To me, the more frightening option, though, would be mind uploading, ‘in which your brain is digitally scanned and copied onto a computer. This method presupposes that consciousness is akin to software running on some kind of organic hard-disk – that what makes you you is the sum total of the information stored in the brain’s operations, and therefore it should be possible to migrate the self onto a different physical substrate or platform.’ The idea doesn’t appeal to me for a variety of reasons, but the essay offered some terrifying possibilities that I hadn’t thought of:  ‘[W]e cannot predict what the actual upload would feel like to the mind being transferred… What if the whole process, including your very existence as a digital being, is so qualitatively different from biological existence as to make you utterly terrified or even catatonic?
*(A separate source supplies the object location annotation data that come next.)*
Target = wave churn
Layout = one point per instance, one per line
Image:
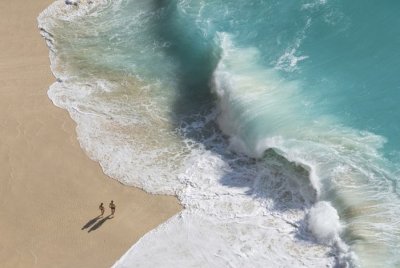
(246, 112)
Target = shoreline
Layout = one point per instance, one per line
(51, 188)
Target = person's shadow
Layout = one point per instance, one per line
(90, 222)
(99, 223)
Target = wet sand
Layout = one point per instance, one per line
(49, 189)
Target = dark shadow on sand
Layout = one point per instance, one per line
(90, 222)
(100, 223)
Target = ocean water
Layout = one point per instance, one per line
(275, 123)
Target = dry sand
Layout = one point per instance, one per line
(49, 189)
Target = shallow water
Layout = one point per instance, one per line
(274, 123)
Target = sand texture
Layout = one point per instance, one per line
(49, 189)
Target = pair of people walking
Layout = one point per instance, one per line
(111, 206)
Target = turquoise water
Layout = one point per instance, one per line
(316, 81)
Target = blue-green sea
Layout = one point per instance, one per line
(275, 123)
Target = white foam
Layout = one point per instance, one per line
(323, 222)
(238, 212)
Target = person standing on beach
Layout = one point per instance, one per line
(101, 207)
(112, 206)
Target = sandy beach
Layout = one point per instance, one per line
(50, 190)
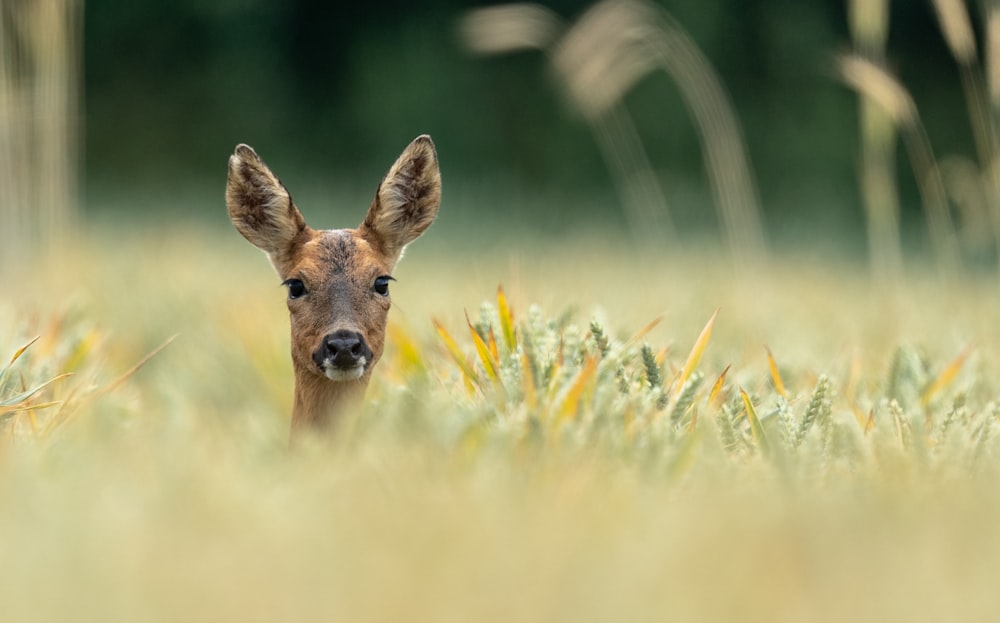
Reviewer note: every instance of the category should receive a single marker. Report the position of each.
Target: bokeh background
(330, 94)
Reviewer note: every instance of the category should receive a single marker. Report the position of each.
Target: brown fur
(338, 267)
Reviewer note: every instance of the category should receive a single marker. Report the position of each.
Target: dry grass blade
(124, 377)
(695, 355)
(715, 396)
(508, 28)
(755, 426)
(19, 402)
(870, 423)
(957, 29)
(506, 320)
(945, 378)
(490, 364)
(407, 349)
(456, 353)
(643, 332)
(876, 84)
(17, 355)
(779, 384)
(528, 382)
(569, 406)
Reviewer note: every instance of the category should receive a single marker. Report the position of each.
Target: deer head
(337, 279)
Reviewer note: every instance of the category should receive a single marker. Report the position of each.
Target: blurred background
(739, 121)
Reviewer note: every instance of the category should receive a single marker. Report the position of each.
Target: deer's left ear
(407, 200)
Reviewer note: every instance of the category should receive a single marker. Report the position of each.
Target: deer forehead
(335, 253)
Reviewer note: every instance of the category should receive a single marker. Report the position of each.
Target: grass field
(827, 450)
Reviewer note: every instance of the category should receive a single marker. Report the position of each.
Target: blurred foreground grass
(578, 491)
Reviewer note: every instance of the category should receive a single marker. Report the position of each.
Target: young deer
(337, 279)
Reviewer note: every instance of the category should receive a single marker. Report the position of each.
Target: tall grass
(610, 48)
(40, 73)
(638, 455)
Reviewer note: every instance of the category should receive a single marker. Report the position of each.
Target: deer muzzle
(343, 355)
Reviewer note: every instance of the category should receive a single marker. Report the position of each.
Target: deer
(337, 280)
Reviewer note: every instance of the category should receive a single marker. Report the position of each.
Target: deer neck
(320, 402)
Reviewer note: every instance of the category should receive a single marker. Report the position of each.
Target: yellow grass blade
(569, 406)
(859, 415)
(493, 347)
(779, 385)
(645, 330)
(121, 379)
(714, 396)
(506, 320)
(528, 382)
(755, 428)
(695, 355)
(490, 364)
(17, 355)
(456, 353)
(408, 351)
(22, 398)
(945, 378)
(870, 424)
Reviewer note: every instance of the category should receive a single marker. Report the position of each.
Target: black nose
(343, 349)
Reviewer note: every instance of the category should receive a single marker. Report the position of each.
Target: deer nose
(343, 349)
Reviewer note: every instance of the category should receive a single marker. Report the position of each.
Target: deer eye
(382, 285)
(295, 288)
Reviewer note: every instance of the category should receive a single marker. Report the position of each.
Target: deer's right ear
(260, 206)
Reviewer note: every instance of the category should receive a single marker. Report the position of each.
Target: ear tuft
(259, 204)
(407, 200)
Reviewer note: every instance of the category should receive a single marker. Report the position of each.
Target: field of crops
(620, 434)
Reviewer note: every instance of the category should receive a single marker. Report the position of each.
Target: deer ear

If so, what if you can’t communicate to outsiders or switch yourself off?’ After all, that which is me is a product of organic evolution that has developed in an organic world; all that my brain ‘knows’ is predicated on that. ‘Some philosophers, such as David Chalmers, think there is a possibility that your upload would appear functionally identical to your old self without having any conscious experience of the world.’

‘Another problem arises with the prospect of copying your uploaded mind and running the copy simultaneously with the original. One popular position in philosophy is that the youness of you depends on remaining a singular person.’ Even identical twins are separate entities with unique experiences that shape their thoughts.

So much to worry about, eh? I can remember a time when you just up and died. You didn’t have to have a PhD in Philosophy to decide what to put in your living will, and you could feel good about deciding to donate whichever of your organs were salvageable to somebody whose needs suddenly trumped your own.

Frankly, if the truth be known, I don’t really trust the future. Sure, some historians may decide to resuscitate a few sample specimens to talk to, but why in the world would they want to revive the rest? I’m sure it would be expensive to do, and maybe mostly what they’d get would be vegetables at first, anyway. Personally, I’d rather be a pile of bones than a babbling cabbage.

Or would it be like Jurassic Park, and the revivees would put in an enclosure somewhere for kids to tease… or scientists to test their theories on?

Nope. There’s just too much uncertainty to risk damaging all those wonderfully coloured patches sewn to my quilt over the years -too much of a gamble letting someone else I don’t even know, borrow it for all time.